End-Time Believers See Prophecies Fulfilled in Iraq

    Ever since Jesus Christ said that only God knows the hour or day of the Second Coming, preachers and self-appointed doomsayers have been trying to predict when it will happen -- and watching the sun rise on yet another generation. Even those who chastise date-setters often say, "God's final judgment is coming soon -- probably in our lifetime -- so get ready."

    In recent weeks, prophecy interpreters have been citing a new reason they believe the end is coming: the impending U.S. war against Iraq. Anxious discussions have arisen on prophecy Web sites, in Bible study groups and churches, and at such gatherings as last month's 20th International Prophecy Conference in Tampa, Fla. Its title: "Shaking of Nations: Living in Perilous Times."

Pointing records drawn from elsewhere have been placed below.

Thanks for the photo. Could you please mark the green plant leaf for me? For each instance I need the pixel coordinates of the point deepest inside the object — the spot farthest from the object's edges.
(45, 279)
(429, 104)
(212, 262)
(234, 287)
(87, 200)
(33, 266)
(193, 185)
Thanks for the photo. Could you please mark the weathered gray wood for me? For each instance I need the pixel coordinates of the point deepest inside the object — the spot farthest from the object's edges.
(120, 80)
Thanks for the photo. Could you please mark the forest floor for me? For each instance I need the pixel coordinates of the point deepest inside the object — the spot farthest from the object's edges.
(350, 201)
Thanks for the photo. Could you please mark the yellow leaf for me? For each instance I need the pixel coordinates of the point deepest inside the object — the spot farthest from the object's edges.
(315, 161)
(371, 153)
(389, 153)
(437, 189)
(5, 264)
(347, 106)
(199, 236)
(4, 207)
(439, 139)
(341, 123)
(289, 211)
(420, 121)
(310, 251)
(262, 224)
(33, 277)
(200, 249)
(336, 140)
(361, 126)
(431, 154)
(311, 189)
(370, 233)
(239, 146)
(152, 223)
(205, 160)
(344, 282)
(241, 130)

    Many see evidence of Iraq's significance in end-time scenarios in key passages of the apocalyptic book of Revelation. Chapter 16, which includes the only mention of Armageddon in the Bible, includes a reference to the Euphrates River, which runs through modern-day Iraq.

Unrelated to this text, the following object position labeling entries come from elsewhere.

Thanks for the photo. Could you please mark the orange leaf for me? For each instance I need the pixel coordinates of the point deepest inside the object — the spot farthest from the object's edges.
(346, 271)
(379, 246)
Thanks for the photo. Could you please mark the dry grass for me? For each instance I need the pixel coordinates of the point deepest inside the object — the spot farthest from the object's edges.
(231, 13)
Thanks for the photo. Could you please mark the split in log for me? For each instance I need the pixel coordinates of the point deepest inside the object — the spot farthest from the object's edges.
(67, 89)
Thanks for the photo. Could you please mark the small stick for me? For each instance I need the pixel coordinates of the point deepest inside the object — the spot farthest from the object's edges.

    "The sixth angel poured out his bowl on the great river Euphrates, and its water was dried up to prepare the way for the kings from the East," writes John -- possibly the apostle -- of a container of God's anger emptied on the ancient land of Babylon, now Iraq. The kings will move their armies through the Euphrates valley en route to Har Megiddo (Armageddon) in northern Israel.

    The Euphrates appears a second time, with one of seven angels whose trumpets warn that the final judgment is near.

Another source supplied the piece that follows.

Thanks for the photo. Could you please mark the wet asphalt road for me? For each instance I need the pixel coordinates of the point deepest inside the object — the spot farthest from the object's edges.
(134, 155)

    "Release the four angels who are bound at the great river Euphrates," a voice commands the sixth angel of God, whose compliance unleashes agents of death who "had been kept ready for this very hour and day and month and year and were released to kill a third of mankind."

    Then comes the clincher. In Chapter 9, Verse 11 -- yes, that's 9:11 -- John says the leader of an army of locusts released to fight humans is named Abaddon in Hebrew, Apollyon in Greek. Both mean Destroyer, one of several meanings for the name Saddam.

    "Iraq fits like hand in glove," Irvin Baxter, founder of Endtime magazine and pastor of Oak Park Church in Richmond, Ind., said of the world-ending role he expects the country to play if U.S.-led forces invade Iraq.

    Baxter, a lifelong student of Old and New Testament prophecies, said casualties will be tremendous, not only of combatants in Iraq but of people in neighboring countries hit by retaliatory missiles of mass destruction and Americans who fall victim to terrorists armed with portable nuclear weapons.